WE WERE PREPARED FOR EVERYTHING. JUST NOT THIS. As I mentioned in the comments to an earlier post, I found Oliver Stone's World Trade Center incredibly effective and affecting. I should preface my remarks by saying that I'm far from a Stone fan--Any Given Sunday is the only Stone film I've managed to get all the way through (I tried JFK, which gave me a headache)--I find it hard to watch the hyperkinetic editing style he tends to use.

WTC is the exact opposite of that. Lots of long, silent shots with just Craig Armstrong's simple score over them. While the movie is long (about 2.5 hours), there's probably not a substantive line of dialogue until the 10-15 minute mark, and long periods of silence and static shots throughout. More shockingly, there's nothing "political" about the film--it simply tells interlocking stories of Officers Will Jimeno and John McLaughlin (the 18th and 19th of the 20 people to be pulled alive from the rubble of the WTC), their wives, and the people who played a role in their rescue. Rather than focusing on the indisputable horror of 9/11, it instead focuses on the hope and goodness that it brought out in folks in the days and hours thereafter, a story that's gotten too lost among folks trying to exploit 9/11 for political gain and to point out that exploitation and the "Truthies." Stone's made a fine film that is shockingly non-cynical, but instead, hopeful about what America and Americans are and can be, a reminder that's sorely needed right now. It's not for everyone--these wounds are still raw--but if you're thinking about seeing it, it's worth your time.
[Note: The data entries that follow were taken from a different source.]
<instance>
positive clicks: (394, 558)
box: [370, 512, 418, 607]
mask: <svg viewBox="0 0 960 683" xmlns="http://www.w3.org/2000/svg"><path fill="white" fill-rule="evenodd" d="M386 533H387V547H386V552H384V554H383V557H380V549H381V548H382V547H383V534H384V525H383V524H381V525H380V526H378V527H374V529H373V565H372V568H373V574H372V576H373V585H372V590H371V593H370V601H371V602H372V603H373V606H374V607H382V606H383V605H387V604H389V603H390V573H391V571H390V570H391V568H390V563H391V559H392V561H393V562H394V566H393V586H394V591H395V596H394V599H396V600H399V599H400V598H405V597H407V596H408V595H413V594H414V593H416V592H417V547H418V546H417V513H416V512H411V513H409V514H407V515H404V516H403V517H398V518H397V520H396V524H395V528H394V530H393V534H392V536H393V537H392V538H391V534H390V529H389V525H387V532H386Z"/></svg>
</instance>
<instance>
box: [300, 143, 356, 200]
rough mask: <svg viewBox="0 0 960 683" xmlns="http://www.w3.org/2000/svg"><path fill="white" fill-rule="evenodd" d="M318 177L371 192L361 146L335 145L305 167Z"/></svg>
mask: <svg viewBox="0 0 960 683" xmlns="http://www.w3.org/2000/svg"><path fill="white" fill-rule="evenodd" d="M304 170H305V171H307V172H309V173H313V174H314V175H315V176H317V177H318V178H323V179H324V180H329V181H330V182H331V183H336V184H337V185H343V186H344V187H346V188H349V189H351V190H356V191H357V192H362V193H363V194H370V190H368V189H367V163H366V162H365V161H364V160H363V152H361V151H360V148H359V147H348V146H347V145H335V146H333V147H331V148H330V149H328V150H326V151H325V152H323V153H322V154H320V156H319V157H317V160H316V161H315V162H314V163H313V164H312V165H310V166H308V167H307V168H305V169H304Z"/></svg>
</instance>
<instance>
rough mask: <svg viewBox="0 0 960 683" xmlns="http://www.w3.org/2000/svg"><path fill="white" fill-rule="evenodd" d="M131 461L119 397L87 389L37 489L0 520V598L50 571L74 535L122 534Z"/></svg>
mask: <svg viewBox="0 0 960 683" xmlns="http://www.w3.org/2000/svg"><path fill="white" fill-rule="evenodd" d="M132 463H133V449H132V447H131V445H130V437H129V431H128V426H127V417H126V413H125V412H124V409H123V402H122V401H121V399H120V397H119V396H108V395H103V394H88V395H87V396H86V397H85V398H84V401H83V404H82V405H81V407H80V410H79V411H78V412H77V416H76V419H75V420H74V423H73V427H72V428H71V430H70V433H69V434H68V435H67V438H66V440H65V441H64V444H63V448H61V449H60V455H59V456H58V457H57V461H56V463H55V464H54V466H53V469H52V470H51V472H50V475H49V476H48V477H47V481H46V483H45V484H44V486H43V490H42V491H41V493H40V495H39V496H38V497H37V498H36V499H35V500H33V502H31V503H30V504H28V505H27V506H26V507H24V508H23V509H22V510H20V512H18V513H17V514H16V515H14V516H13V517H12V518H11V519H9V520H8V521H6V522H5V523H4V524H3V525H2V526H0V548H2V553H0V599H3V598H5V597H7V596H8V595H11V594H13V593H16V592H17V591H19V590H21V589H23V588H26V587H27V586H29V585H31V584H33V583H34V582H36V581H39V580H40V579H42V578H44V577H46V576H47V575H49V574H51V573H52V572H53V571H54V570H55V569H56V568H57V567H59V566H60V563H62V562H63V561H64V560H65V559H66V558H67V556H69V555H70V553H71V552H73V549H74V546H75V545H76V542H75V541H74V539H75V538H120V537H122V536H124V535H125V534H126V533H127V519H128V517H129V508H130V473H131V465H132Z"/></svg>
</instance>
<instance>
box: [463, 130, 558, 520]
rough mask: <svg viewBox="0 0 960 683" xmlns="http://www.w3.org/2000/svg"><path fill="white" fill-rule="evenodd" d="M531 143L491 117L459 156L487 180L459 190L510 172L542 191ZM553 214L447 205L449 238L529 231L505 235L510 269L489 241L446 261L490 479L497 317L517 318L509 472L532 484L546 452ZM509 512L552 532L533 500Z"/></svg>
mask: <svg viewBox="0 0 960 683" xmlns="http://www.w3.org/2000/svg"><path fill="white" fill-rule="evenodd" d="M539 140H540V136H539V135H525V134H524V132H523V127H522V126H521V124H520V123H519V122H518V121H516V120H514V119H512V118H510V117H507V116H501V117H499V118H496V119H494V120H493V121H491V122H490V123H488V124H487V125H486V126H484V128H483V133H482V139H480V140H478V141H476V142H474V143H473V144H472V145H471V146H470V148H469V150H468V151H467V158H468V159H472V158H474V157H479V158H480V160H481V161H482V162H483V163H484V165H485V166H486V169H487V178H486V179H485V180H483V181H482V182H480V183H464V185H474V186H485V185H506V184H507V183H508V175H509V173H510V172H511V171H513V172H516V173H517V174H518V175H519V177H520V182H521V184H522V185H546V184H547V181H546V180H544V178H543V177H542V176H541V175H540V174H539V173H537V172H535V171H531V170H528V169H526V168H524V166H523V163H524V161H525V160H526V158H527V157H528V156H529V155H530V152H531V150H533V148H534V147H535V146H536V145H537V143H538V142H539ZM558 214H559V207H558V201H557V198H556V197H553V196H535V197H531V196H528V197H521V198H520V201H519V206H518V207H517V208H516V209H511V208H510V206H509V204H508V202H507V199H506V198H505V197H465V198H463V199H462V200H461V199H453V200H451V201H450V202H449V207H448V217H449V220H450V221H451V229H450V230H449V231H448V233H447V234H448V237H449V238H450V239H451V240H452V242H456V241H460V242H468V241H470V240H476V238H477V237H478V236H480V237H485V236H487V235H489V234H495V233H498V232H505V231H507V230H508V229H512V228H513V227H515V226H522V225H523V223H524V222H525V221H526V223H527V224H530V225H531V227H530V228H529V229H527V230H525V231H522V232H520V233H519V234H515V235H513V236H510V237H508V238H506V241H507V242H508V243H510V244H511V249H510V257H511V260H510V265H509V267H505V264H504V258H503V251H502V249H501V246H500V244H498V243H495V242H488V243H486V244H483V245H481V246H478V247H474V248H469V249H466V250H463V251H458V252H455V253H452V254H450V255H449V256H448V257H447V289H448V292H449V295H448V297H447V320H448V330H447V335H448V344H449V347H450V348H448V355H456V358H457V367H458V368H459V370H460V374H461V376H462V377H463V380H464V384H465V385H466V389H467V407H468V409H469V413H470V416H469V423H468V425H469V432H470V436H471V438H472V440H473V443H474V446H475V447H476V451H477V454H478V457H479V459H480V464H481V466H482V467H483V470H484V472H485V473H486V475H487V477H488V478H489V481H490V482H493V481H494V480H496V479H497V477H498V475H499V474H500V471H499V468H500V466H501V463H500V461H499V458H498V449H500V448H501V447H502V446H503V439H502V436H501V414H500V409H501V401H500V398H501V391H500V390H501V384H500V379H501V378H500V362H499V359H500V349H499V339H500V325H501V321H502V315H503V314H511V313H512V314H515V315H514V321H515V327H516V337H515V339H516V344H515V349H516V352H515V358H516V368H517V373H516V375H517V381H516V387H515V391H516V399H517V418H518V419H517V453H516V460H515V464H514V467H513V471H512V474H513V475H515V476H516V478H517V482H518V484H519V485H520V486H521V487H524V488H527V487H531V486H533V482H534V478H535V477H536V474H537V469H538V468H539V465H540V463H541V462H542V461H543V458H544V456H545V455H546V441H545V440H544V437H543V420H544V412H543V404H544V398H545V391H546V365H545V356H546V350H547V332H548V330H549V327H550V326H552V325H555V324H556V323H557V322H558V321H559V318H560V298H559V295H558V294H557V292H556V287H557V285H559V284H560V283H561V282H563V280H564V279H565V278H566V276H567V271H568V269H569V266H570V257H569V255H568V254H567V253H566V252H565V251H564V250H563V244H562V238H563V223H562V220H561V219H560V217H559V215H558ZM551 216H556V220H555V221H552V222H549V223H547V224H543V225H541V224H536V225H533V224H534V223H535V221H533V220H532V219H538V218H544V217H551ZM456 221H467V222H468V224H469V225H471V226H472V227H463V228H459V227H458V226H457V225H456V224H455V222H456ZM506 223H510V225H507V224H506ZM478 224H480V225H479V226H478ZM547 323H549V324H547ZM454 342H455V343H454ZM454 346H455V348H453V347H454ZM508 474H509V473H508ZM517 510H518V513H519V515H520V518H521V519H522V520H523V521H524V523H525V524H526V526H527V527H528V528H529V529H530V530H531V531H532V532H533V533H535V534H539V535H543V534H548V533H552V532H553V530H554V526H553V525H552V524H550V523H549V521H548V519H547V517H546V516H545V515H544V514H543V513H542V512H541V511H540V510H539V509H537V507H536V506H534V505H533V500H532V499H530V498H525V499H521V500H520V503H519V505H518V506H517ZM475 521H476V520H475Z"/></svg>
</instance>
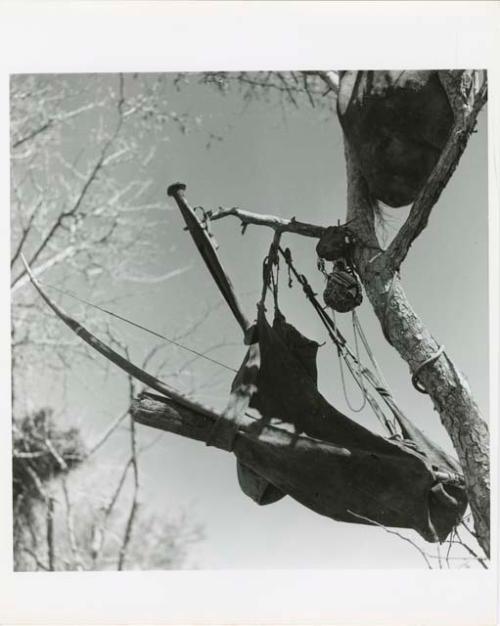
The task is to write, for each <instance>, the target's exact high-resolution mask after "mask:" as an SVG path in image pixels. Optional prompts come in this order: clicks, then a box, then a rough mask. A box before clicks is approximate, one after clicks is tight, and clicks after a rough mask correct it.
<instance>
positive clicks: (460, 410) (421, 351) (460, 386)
mask: <svg viewBox="0 0 500 626" xmlns="http://www.w3.org/2000/svg"><path fill="white" fill-rule="evenodd" d="M479 108H480V107H479V106H478V107H477V109H479ZM471 111H472V114H471V115H470V116H469V117H467V118H465V117H464V118H463V119H462V120H461V121H462V128H461V133H460V134H457V135H456V136H455V137H454V138H452V139H451V140H450V145H449V146H448V150H445V152H446V154H444V155H443V158H442V159H440V161H439V163H438V165H437V166H436V169H435V171H434V172H433V174H432V175H431V178H430V179H429V185H434V187H433V189H432V190H431V191H432V193H429V190H428V186H427V187H426V189H424V190H423V192H422V194H421V197H419V199H417V201H416V203H415V205H414V206H413V207H412V211H411V213H410V216H409V218H408V220H407V223H406V224H405V225H404V226H403V227H402V228H401V230H400V232H399V233H398V235H396V238H395V240H394V241H393V244H394V242H396V243H395V245H393V244H391V245H390V246H389V248H388V250H387V251H382V250H380V247H379V242H378V240H377V237H376V233H375V226H374V207H373V201H372V199H371V198H370V194H369V191H368V188H367V185H366V183H365V180H364V178H363V176H362V174H361V172H360V170H359V168H358V166H357V164H356V161H355V157H354V155H353V154H352V152H351V150H350V148H349V146H348V144H347V142H346V164H347V177H348V193H347V204H348V208H347V220H348V221H351V220H354V221H353V222H351V224H352V225H350V228H351V230H353V231H354V232H355V234H356V235H357V237H358V243H357V245H356V247H355V252H354V260H355V264H356V268H357V271H358V273H359V276H360V278H361V280H362V282H363V285H364V287H365V290H366V294H367V296H368V298H369V300H370V302H371V304H372V306H373V308H374V311H375V313H376V315H377V317H378V318H379V320H380V323H381V325H382V330H383V332H384V335H385V337H386V339H387V340H388V342H389V343H390V344H391V345H392V346H393V347H394V348H395V349H396V350H397V351H398V352H399V354H400V356H401V357H402V358H403V359H404V360H405V361H406V363H408V365H409V367H410V371H411V372H412V374H413V375H414V376H416V374H417V373H418V380H419V382H420V385H423V387H424V389H425V392H426V393H428V394H429V396H430V398H431V400H432V402H433V404H434V407H435V409H436V410H437V411H438V413H439V415H440V418H441V421H442V423H443V425H444V427H445V428H446V430H447V432H448V433H449V435H450V437H451V440H452V442H453V445H454V447H455V450H456V452H457V454H458V458H459V460H460V463H461V465H462V468H463V470H464V474H465V481H466V487H467V494H468V497H469V502H470V505H471V509H472V514H473V517H474V522H475V530H476V533H477V537H478V541H479V543H480V545H481V547H482V548H483V550H484V552H485V554H486V555H488V556H489V551H490V476H489V432H488V427H487V425H486V423H485V422H484V421H483V419H482V416H481V414H480V411H479V408H478V406H477V404H476V402H475V401H474V399H473V397H472V393H471V390H470V388H469V385H468V383H467V381H466V379H465V377H464V376H463V375H462V374H461V373H460V372H459V370H458V369H457V368H456V367H455V365H454V364H453V363H452V362H451V360H450V359H449V358H448V356H447V355H446V352H442V354H441V355H440V356H439V357H438V358H435V359H434V360H432V358H433V357H435V356H436V355H437V354H438V350H439V348H440V346H439V344H438V342H437V341H436V340H435V339H434V338H433V337H432V335H431V333H430V332H429V331H428V330H427V328H426V327H425V326H424V324H423V323H422V321H421V320H420V319H419V317H418V316H417V314H416V313H415V311H414V310H413V308H412V307H411V305H410V303H409V301H408V299H407V297H406V294H405V292H404V290H403V287H402V284H401V280H400V276H399V265H400V263H401V262H402V260H403V259H404V258H405V256H406V253H407V252H408V250H409V247H410V245H411V243H412V241H413V240H414V239H415V237H416V236H418V234H420V232H421V231H422V230H423V228H424V227H425V225H426V223H427V218H428V216H429V214H430V208H431V207H432V205H433V204H434V203H435V201H436V200H437V198H438V197H439V194H440V192H441V190H442V189H443V188H444V186H445V184H446V182H447V181H448V178H449V176H451V173H452V172H453V170H454V168H455V167H456V164H457V160H458V159H459V157H460V155H461V153H462V152H463V149H464V148H465V143H466V137H465V139H464V135H463V133H464V132H466V133H467V132H468V133H470V132H471V131H472V128H473V124H474V121H475V115H477V112H478V110H473V109H471ZM474 113H475V115H474ZM472 117H473V119H471V118H472ZM464 123H466V125H467V126H466V127H465V128H464V126H465V124H464ZM467 136H468V135H467ZM458 144H460V145H458ZM425 194H427V196H428V200H427V201H426V202H422V199H421V198H422V196H425ZM419 201H420V206H419V205H418V203H419ZM415 206H416V210H415ZM422 209H423V211H422ZM419 211H422V213H423V214H424V215H423V220H422V219H417V218H418V212H419ZM412 222H413V223H414V224H415V226H416V228H413V229H412ZM377 248H378V249H379V250H380V251H379V252H378V253H377V252H376V249H377ZM429 359H430V362H429V363H428V364H426V365H424V366H423V367H421V366H422V364H424V363H425V362H427V361H428V360H429Z"/></svg>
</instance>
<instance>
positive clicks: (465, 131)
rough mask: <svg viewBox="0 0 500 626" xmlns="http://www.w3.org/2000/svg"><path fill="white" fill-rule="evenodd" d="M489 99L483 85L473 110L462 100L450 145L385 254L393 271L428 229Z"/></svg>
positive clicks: (480, 88)
mask: <svg viewBox="0 0 500 626" xmlns="http://www.w3.org/2000/svg"><path fill="white" fill-rule="evenodd" d="M486 99H487V84H486V82H484V83H483V85H482V86H481V87H480V89H479V92H478V93H477V95H475V97H473V100H472V102H473V104H472V105H471V106H468V102H467V101H466V100H463V101H462V110H455V124H454V127H453V129H452V131H451V133H450V137H449V139H448V142H447V144H446V146H445V148H444V150H443V152H442V154H441V156H440V158H439V160H438V162H437V164H436V166H435V168H434V170H433V172H432V173H431V175H430V176H429V179H428V180H427V183H426V185H425V187H424V188H423V189H422V191H421V192H420V194H419V195H418V197H417V199H416V200H415V202H414V204H413V206H412V208H411V210H410V214H409V215H408V218H407V220H406V222H405V223H404V224H403V226H402V227H401V229H400V230H399V232H398V233H397V235H396V236H395V238H394V239H393V241H392V242H391V244H390V246H389V248H388V249H387V251H386V255H387V257H388V261H389V263H390V264H391V265H392V267H393V268H394V269H398V268H399V267H400V265H401V263H402V262H403V261H404V259H405V258H406V255H407V254H408V251H409V249H410V247H411V245H412V243H413V242H414V241H415V239H416V238H417V237H418V236H419V235H420V233H421V232H422V231H423V230H424V228H425V227H426V226H427V222H428V219H429V216H430V214H431V211H432V208H433V207H434V205H435V204H436V202H437V200H438V199H439V197H440V195H441V193H442V191H443V189H444V188H445V187H446V185H447V184H448V181H449V180H450V178H451V176H452V174H453V172H454V171H455V169H456V167H457V165H458V163H459V161H460V157H461V156H462V154H463V152H464V150H465V147H466V146H467V141H468V139H469V137H470V135H471V133H472V132H473V131H474V127H475V125H476V120H477V116H478V113H479V111H480V110H481V109H482V107H483V106H484V104H485V102H486ZM455 102H456V100H455Z"/></svg>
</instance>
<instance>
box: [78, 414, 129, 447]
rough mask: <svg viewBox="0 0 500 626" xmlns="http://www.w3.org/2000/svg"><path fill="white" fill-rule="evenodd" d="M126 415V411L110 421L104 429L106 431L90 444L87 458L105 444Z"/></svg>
mask: <svg viewBox="0 0 500 626" xmlns="http://www.w3.org/2000/svg"><path fill="white" fill-rule="evenodd" d="M127 415H128V410H127V411H125V412H124V413H122V414H121V415H118V417H116V418H115V419H113V420H111V423H110V424H109V426H108V427H107V428H106V430H105V431H104V432H103V433H102V434H101V435H100V436H99V437H98V439H97V440H96V441H95V442H94V443H93V444H92V446H91V447H90V450H89V451H88V452H87V458H88V457H89V456H91V455H92V454H94V453H95V452H97V450H99V448H100V447H101V446H102V445H104V443H106V441H107V440H108V439H109V437H110V436H111V435H112V434H113V433H114V432H115V430H116V429H117V428H118V426H119V425H120V424H121V423H122V422H123V421H124V419H125V418H126V417H127Z"/></svg>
IF YOU CAN FIND SOMEBODY WHO SAYS SOMETHING BAD ABOUT HER, THAT PERSON OUGHT TO BE INVESTIGATED: As she retires this month from professional basketball, Philadelphia basketball legend Dawn Staley is the subject of a nice online package from Philly.com, including clips dating back to 1987.

As John Smallwood enumerates: "Three Olympic gold medals (1996, 2000, 2004); two FIBA world championships (1998, 2002); two NCAA National Player of the Year Awards and three Final Fours at the University of Virginia; founding member of the American Basketball League, four WNBA All-Star teams and a spot on the just-announced 10-player WNBA All-Decade Team. They all tell only a part of Staley's impact on women's basketball."